I started trying to get the "what went wrong" story straight even before the election, with my "How John McCain Lost" article on Oct. 7. That had been preceded by articles on "Libertarian Populism" (Sept. 30) and "The Bible vs. the Bailout" (Oct. 2), and was followed with "You Did Not Lose" (Nov. 5), "Don't Overthink It" (Nov. 12) and "Future Ex-Democrats" (Nov. 24).
The most important thing, after a solid ass-kicking like Republicans took on Nov. 4, is not to panic or become demoralized. You could argue that Democrats might not have lost in 2004 if they hadn't panicked and become demoralized after their surprising defeats in 2002. I think we can see that Howard Dean in late 2003 was basically on the path that would lead to Democratic victories in 2006 and '08, and John Edwards was viable at that point. Instead the party's Establishment got skittish and went with that insufferable loser, John Kerry.
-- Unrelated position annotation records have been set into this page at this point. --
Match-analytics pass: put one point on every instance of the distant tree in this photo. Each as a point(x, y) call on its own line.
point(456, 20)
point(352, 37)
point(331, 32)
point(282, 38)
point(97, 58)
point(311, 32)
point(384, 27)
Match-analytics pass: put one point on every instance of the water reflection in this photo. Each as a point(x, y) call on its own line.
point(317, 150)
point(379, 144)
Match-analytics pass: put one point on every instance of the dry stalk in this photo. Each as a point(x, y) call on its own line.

But the Democrats did something very smart after 2004. Instead of freaking out over those "values voters" and getting all down in the dumps, they got busy organizing and raising money so that when the GOP hit a long streak of bad moves and bad news in 2005-06, the Dems were ready to take advantage of it. A day of organizing is worth a week of blathering about "strategy," and an hour of fund-raising is worth far more than a month of navel-gazing op-ed columns pumped out by the punditocracy.
But the pundits always want to over-intellectualize everything, because that's what they get paid to do, and the consultants always want to talk "strategy," because they's what they get paid to do. Grassroots organizing, candidate recruitment and fundraising -- those are the three things the GOP needs to focus on in the near term. It's hard to focus on that kind of important stuff if you let yourself get bummed out by doomsaying pundits.
UPDATE: Moe Lane:
Whining does not count as "doing something about it." Neither does demanding that the Party drop everything to concentrate on your pet issue, stapling your hand to your forehead about how the awful Party never listened to you, and/or threatening to move out to the countryside with a full load of ammo and survival gear. All any of that does is depress people who are trying to actually fix things.Hear! Hear!